Doros and his partner and wife, film historian Amy Heller, will speak about the films and the fascinating lives of the men who made them at each presentation. Tickets for each screening are $5 for general admission and $4 for BFF/BMA members. Details: 889-1993.

"Chang" and "Tabu" are part of Milestone's newly released "The Age of Exploration," a series of eight "classic" films made by men and women who risked their lives filming foreign cultures.

They spoke to the romantic view Americans had of exotic lands, to their desire to experience those heroic struggles against nature which had largely faded from their own lives.

"The filmmakers had an ideal of preserving a way of life that was vanishing even as they filmed it," Amy Heller says. "They sought out places that were still untouched by Western culture, but even then things were changing rapidly everywhere they went.

"In addition to being really beautiful, these films have a wonderful way of conveying history. 'Chang' brings you back to the late '20s, to a time that was not just flappers, pole-sitting and bathtub gin, but a time when people were doing all kinds of exciting things."

Much of the thrill of "Chang" comes from the sheer daring of filmmakers who strove to generate seat-gripping excitement without special effects or telephoto lenses. Cooper and Schoedsack were the kind of fellows who actually captured the wild animals they filmed.

Among many anecdotes from the film: Cameraman Ernest Schoedsack was semi-delirious from malarial fever when he filmed the man-eating tiger who almost leapt high enough in the tree to seize him. Director Merian Cooper was fed a chicken stew laced with tiny bamboo barbs after he insulted a local chieftan; a missionary doctor managed to save his life. After surviving malaria, Schoedsack almost died when stampeding elephants ran over his camera bunker. Seven of the villagers died from an outbreak of cholera.

It was a film that lived up to the motto of Cooper-Schoedsack Productions: "The Three Ds: Keep it Distant, Difficult and Dangerous."

"Chang" was a box office success, influencing such later films as Tarzan the Apeman." "King Kong" includes many references to "Chang" and the experience may have prompted Cooper's decision to model the filmmaker/explorer of "Kong" after himself.

He stands out as quite an Indiana Jones, according to Heller's research. Kicked out of the Naval Academy, Cooper worked first as a Merchant Marine and journalist. A fighter pilot during the last days of World War I, he helped found the Koscuiko division of the Polish air force.

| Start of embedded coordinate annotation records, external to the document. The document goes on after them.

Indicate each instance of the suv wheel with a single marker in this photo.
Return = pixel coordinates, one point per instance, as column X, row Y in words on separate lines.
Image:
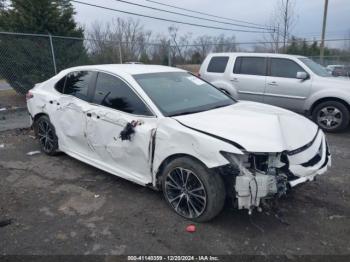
column 192, row 191
column 331, row 116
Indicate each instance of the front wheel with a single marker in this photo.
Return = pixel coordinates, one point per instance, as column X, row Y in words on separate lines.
column 192, row 191
column 331, row 116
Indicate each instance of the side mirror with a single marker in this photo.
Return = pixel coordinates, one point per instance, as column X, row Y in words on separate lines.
column 302, row 75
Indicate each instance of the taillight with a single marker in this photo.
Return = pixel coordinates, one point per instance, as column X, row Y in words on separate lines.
column 29, row 95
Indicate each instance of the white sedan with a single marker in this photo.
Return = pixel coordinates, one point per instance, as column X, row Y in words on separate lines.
column 164, row 128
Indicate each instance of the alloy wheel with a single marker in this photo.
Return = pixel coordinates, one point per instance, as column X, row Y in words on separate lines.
column 185, row 192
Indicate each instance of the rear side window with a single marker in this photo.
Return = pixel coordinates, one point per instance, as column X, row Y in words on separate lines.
column 60, row 85
column 114, row 93
column 217, row 64
column 287, row 68
column 250, row 66
column 77, row 84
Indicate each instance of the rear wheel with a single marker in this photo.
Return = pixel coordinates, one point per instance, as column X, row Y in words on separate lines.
column 192, row 191
column 45, row 132
column 331, row 116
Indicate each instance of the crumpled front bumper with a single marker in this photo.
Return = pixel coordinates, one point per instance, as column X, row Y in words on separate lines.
column 313, row 160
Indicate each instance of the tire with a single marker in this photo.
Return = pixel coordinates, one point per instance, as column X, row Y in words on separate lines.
column 200, row 197
column 45, row 132
column 331, row 116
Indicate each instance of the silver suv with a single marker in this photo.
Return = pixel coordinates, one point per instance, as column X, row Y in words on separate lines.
column 293, row 82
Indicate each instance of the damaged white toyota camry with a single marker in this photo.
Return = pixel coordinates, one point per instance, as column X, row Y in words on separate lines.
column 167, row 129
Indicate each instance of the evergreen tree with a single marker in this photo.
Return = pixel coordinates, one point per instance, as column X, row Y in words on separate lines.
column 26, row 60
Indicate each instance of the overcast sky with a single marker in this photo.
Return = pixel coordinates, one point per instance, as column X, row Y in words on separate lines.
column 308, row 15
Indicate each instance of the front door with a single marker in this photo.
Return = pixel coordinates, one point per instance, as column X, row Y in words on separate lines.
column 119, row 129
column 283, row 89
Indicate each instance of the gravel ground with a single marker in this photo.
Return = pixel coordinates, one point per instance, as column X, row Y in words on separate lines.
column 62, row 206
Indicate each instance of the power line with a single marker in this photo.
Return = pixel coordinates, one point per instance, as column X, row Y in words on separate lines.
column 196, row 17
column 167, row 20
column 202, row 13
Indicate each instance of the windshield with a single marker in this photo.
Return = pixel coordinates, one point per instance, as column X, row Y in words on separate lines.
column 179, row 93
column 316, row 68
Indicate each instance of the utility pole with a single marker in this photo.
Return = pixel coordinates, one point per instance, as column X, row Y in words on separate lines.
column 323, row 31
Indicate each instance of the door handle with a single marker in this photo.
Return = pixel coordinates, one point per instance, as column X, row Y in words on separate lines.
column 273, row 83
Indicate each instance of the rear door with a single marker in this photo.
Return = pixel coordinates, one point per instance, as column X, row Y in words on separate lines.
column 248, row 77
column 283, row 89
column 119, row 129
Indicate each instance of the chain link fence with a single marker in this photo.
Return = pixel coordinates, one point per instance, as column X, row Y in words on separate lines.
column 27, row 59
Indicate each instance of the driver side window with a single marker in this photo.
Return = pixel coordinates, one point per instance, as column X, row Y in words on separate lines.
column 114, row 93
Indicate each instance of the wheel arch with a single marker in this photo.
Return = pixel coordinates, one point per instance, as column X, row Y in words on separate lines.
column 169, row 159
column 325, row 99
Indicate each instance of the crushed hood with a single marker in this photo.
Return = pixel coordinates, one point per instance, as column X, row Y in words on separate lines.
column 254, row 126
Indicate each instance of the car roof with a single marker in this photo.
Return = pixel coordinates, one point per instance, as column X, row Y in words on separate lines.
column 257, row 54
column 131, row 69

He fought with the Poles against the Red Army, was shot down and sent to a Siberian prison camp. He escaped and traveled almost a month on foot to Latvia where he was jailed as a suspected Communist. Eventually he was rescued by a U.S. relief mission.

He first worked with Schoedsack on Capt. Edward Salisbury's 1922 expedition around the world. Their first film, "Grass," was about migration of the Bakhtiari tribe of Persia.

"These filmmakers were Renaissance men at a time when there were Renaissance men," says Doros. "There were many amazing explorers then. They weren't interested in money -- Murnau and Flaherty spent all their money making "Tabu" -- they wanted to go out and explore.